Bla, bla, bla.. 4 (sketsa isi hati dari seorang teman)

Mengingatmu adalah bunuh diri tak mati-mati! Tapi ku beranikan untuk melupakanmu. Segala tulisan-tulisan tentangmu dan berpuluh-puluh potret dirimu sudah ku bakar habis tak tersisa, setelah jadi abu segera ku campur dengan kopi hitam lalu ku minum: juga tak tersisa. Tak ku beri kau kesempatan untuk hadir, bahkan sekedar dalam serpihan! Melegakan. Ya, melegakan sekali rasanya. Ketenangan menyergapku, dan malam-malamku tak lagi ku isi dengan lagu-lagu sendu. Berganti dengan lagu-lagu keceriaan, kebahagiaan, keindahan, juga ketentraman. Kini, aku bisa menjalani rutinitas hidupku dengan benar. Pagi kerja, sore pulang, malam bertemu isteri, pagi kerja, sore pulang, malam bertemu anak, begitu setiap hari. Benar-benar jadi normal, 'kan? Dan memang begitulah kehidupan seharusnya ku jalani!
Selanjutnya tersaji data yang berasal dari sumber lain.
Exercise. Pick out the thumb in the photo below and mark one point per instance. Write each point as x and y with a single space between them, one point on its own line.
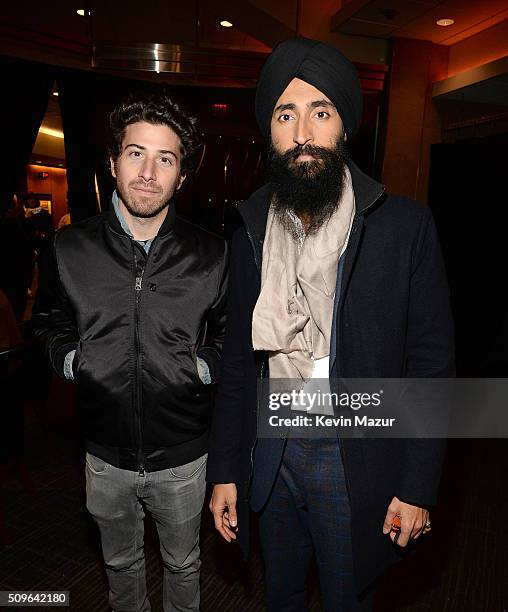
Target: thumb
232 513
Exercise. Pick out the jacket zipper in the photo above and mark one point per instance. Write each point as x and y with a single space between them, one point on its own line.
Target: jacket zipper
138 286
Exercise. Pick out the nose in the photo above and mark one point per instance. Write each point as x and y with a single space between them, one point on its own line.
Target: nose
303 132
147 170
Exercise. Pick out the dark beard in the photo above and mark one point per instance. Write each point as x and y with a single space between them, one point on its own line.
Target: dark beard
309 189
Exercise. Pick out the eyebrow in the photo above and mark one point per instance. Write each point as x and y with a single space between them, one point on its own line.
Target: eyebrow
163 151
313 104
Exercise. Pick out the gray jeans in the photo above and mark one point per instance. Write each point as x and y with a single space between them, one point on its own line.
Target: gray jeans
117 500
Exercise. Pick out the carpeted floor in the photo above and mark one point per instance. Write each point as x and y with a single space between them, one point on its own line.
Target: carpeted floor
461 567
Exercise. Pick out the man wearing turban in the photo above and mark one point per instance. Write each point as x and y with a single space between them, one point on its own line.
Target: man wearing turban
330 277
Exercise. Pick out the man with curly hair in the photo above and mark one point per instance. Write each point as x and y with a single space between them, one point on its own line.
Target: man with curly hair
131 307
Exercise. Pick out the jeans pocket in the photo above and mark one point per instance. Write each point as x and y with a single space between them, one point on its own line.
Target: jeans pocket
188 470
96 465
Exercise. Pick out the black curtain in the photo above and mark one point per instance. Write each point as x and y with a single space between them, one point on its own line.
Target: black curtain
467 194
77 99
86 99
25 94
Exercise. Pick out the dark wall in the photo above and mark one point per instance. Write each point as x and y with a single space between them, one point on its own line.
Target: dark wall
469 200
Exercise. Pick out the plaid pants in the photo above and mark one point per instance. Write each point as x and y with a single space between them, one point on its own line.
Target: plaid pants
308 512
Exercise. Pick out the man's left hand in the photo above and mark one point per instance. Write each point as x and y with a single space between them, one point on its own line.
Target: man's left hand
413 521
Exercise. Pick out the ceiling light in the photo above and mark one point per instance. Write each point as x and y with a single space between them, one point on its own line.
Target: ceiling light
50 132
445 22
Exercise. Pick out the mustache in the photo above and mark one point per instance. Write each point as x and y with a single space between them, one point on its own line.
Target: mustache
295 152
145 186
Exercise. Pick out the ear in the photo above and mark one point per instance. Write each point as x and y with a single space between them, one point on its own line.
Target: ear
180 181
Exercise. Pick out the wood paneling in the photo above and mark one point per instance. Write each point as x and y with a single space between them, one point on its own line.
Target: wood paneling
55 185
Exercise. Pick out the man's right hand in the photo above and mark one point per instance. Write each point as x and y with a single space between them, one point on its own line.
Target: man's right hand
223 508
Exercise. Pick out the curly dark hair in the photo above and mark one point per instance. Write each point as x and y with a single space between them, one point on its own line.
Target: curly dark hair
158 109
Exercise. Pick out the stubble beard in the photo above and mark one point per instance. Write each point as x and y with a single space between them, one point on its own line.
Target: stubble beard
310 189
143 207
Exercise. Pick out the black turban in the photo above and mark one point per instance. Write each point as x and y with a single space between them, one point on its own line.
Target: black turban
318 64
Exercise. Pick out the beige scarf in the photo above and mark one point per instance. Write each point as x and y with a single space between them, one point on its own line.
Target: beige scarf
292 319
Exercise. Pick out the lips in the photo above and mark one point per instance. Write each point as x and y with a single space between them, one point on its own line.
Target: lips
143 190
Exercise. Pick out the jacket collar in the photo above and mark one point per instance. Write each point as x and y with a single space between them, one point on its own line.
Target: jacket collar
254 211
166 227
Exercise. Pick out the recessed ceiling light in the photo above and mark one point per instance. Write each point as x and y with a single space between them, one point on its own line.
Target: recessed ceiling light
51 132
445 22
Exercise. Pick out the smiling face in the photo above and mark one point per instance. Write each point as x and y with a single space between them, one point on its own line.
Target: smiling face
147 171
304 117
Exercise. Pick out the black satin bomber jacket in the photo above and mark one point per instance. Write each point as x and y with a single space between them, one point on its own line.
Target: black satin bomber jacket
137 323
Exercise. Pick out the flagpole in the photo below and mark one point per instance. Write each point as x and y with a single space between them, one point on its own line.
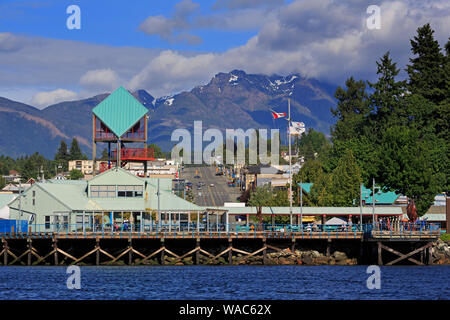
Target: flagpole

Tapi.. Bla, bla, bla.. Kau seperti tak rela. Kau hadir di ruang yang lain. Gelap, pengap. Ruang mimpi. Tentu saja aku kelabakan bukan main. Karena sekali lagi, mengingatmu adalah bunuh diri tak mati-mati. Maka ku iris-iris mimpi itu menjadi potongan paling kecil; serpihan.
"Membunuhku adalah kata lain dari sia-sia!"
Begitu katamu dalam mimpiku. Aku diam, lalu kau tertawa seperti dosen yang memiliki segudang pengalaman ketika berhadapan dengan mahasiswa puber idealisme: berkoceh penuh semangat sampai tak menghiraukan kata-kata apa saja yang berlompatan dari mulutnya.

"Anjing! Kenapa kau tak bisa mati?"

"Membunuhku, tanpa restu dari Tuhan, itu sesat!"

"Apa lagi yang bisa aku lakukan kecuali lari?"

"Berlarilah. Lari kemanapun kau suka. Ke barat, utara, selatan, timur, Iran, Mesir, Bangladesh, Aceh, Padang, Kuburan.. Kalau habis nafasmu, kita akan bertemu lagi disini. Tepat disini."

Dan kau tersenyum penuh kemenangan. Sungguh, ingin betul aku merangsek, menjatuhkan, dan menyorongkanmu ke kolong tempat tidurku. Kemudian ku tusuk dengan garpu tepat di jantungmu. Setelah itu ku iris tubuhmu kecil-kecil. Agar kau bisa merasakan bagaimana kacau-ku, yang begitu berat melepas kepergianmu yang tanpa rencana dan firasat itu!